Perkenalkan: e-panrita! Entah apa kepanjangannya. Yang jelas, tidak seperti tahun-tahun sebelumnya (yang menggunakan siap-ppdb) dimana proses seleksi dapat dipantau secara langsung selama 24 jam sehari sejak hari pertama (pembukaan) sampai hari terakhir (penutupan) pendaftaran, tahun ini proses seleksi 'terkesan' tertutup. 

Tab'hasil' yang seharusnya menjadi tempat untuk memantau proses seleksi bahkan kosong selama berhari-hari pendaftaran, kecuali sebaris kalimat yang menerangkan proses perankingan sedang berlangsung (rasanya ini bisa melahirkan persepsi bahwa ada peluang proses perankingan sedang 'diatur'). 

Situasi bertambah tidak bersahabat setelah pengumuman yang seharusnya terjadwal 26/06/18 ternyata tiba-tiba diundur menjadi 28/06/18 dengan dalih adanya Pilkada Serentak diantara kedua hari tersebut (Entah kegawatan apa yang diantisipasi disini). Oleh dua hal tersebut, jadilah rasa campur aduk itu menjadi-jadi.
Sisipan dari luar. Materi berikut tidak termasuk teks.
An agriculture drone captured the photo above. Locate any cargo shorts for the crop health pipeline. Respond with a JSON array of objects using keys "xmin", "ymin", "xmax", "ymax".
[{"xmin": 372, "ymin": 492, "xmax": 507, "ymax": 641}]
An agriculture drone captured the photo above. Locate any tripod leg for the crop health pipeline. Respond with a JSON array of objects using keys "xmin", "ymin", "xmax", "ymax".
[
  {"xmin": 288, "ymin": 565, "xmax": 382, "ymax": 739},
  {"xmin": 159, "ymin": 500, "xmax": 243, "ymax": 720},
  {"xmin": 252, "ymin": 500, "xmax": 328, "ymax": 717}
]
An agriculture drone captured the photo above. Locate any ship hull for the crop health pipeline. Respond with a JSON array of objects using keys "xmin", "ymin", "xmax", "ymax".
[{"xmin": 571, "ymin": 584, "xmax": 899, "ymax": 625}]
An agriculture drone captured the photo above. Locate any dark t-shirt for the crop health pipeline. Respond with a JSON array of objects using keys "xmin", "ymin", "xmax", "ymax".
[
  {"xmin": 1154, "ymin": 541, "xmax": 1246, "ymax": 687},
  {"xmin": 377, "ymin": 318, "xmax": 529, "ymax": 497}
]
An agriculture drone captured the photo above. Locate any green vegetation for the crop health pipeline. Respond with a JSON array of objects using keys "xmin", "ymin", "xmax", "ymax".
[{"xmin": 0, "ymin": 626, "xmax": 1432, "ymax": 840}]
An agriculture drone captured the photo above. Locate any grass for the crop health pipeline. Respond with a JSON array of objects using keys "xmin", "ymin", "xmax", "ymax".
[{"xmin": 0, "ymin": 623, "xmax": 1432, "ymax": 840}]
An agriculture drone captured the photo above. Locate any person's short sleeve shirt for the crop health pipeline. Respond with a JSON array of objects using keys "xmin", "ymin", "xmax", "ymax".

Walau bagi pihak penyelenggara hal tersebut mungkin hanya semacam keluhan yang tidak beralasan, bagaimanapun dua hal tersebut faktanya telah menyulut keresahan dan kebingungan.

Pengenalan Sistem Baru

Kejutan baru terjadi ketika pengumuman sudah bisa diakses pada 28/06/18. Ratusan orang tua siswa bertanya-tanya dengan proses seleksi yang dilakukan pada tahun ini. Penyebabnya adalah banyaknya hasil seleksi yang tidak sesuai harapan dan sangat membingungkan. Dari penjelasan Disdik Sulsel, ternyata hal tersebut disebabkan adanya pengenalan sistem baru dalam metode perankingan.

Jika pada tahun sebelumnya kelulusan jalur akademik murni bertumpu pada pilihan pertama, maka tahun ini tidaklah demikian. Ambil contoh seperti ini, misal siswa random A memiliki tiga pilihan sekolah yang dia inginkan. Taruhlah SMAN 17, SMAN 5, dan SMAN 2 (Ini hanya sekedar contoh saja. Yang sekolahnya disebut tak usah ge-er, yang tak disebut pun tak perlu baper).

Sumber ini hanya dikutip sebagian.